The good thing about MTSS is that it has a nice clear presentation which includes:

  • Pain on running (can occur on fast pace walking) which initially does not cause you to stop running; however, this may be the case if symptoms and activity continue.

  • The pain is normally described as an intense ache.

  • On palpation there is pain along the lower inside border of the shinbone (tibia), this is known as the lower medial third of the tibia.

  • After running the pain settles within 48 hours and does not wake you up at night.

What causes MTSS?

There are many risk factors for MTSS, with no one factor regularly to blame. MTSS is known as a multifactorial pathology which means that multiple factors are contributing to the problem. From the research, we can see some of the most common causes are:

  • Too Much Too Soon. Bone takes time to adapt to new stress levels. MTSS is very common in people who have come back from injury or previously did little activity, and try to do too much too soon.

  • The Female Sex. Unfortunately, women are at higher risk of developing bone stress injuries compared to men due to what is known as the female triad, which reduces bone strength. There are 3 elements to the triad: irregular periods, osteoporosis (reduced bone density) and low-energy consumption (poor, low-calorie diet). Clearly, this does not apply to all females, and it is important to remember that men can get stress-related injuries as well.
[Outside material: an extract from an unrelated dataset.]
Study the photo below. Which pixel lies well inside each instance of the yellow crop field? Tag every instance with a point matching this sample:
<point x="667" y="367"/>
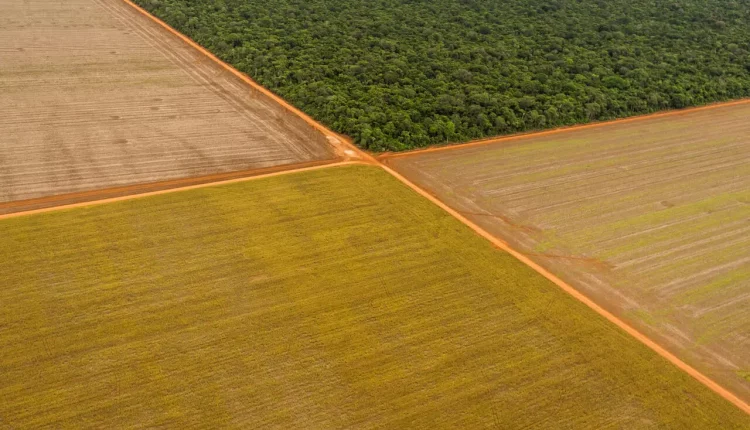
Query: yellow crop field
<point x="334" y="298"/>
  • Excessive Foot Pronation is when the foot rolls in (pronates) too much and too quickly, resulting in increased stress going through the tibia and increasing the bending moment, hence increased stress. It may also result in increased muscle activity and thus stress to the bone.

  • Poor Proximal Control is an area that is frequently overlooked and forgotten about when, actually, it is very important. Evaluation of the function at the hips and pelvis when running can reveal areas of poor function: this may be reduced motion, weakness or stiffness. One common weakness is within the gluteal muscles, which results in internal hip/knee rotation and foot pronation. This is where detailed gait analysis comes into its own. The secret to successful management is a clear identification of the cause of the problem. By analysing the pelvis, hip, knee and foot, we can determine where the site of dysfunction is occurring and develop an individual management plan (see below under gait analysis).

  • Calf muscle weakness. We know that in people with MTSS, the functional calf strength is weaker than those without. Whilst focusing on Gastrocnemius strengthening is good, the Soleus muscle should be targeted as well.

  • Tibial Varum is the natural bowing in the leg which is compensated by foot pronation and tends to increase the amount of bending that occurs during running.

How to treat MTSS

No one treatment works for everyone. Due to the multifactorial nature of MTSS, it is common that a range of interventions is required. A successful treatment plan can only be provided once the cause of the pain has been determined. For example, if MTSS is being caused by excessive foot pronation and calf and gluteal weakness, all of these must be addressed to treat and prevent further pain.

Common treatments include:

  • Foot orthoses (insoles) are used to try to reduce bone stress. There is good evidence to support the use of orthoses, although the research is confusing as to which type of orthoses are most appropriate (Craig, 2009; Loudon & Dolphino, 2010; Moen, et al., 2009; Reshef & Guelich, 2012, Rome, et al., 2005; Yeung, Yeung, & Gillespie, 2011). The most likely explanation for this is the variability between individuals and the need for tailored prescriptions-just as eyeglasses will only be effective with the right prescription, foot orthoses are the same.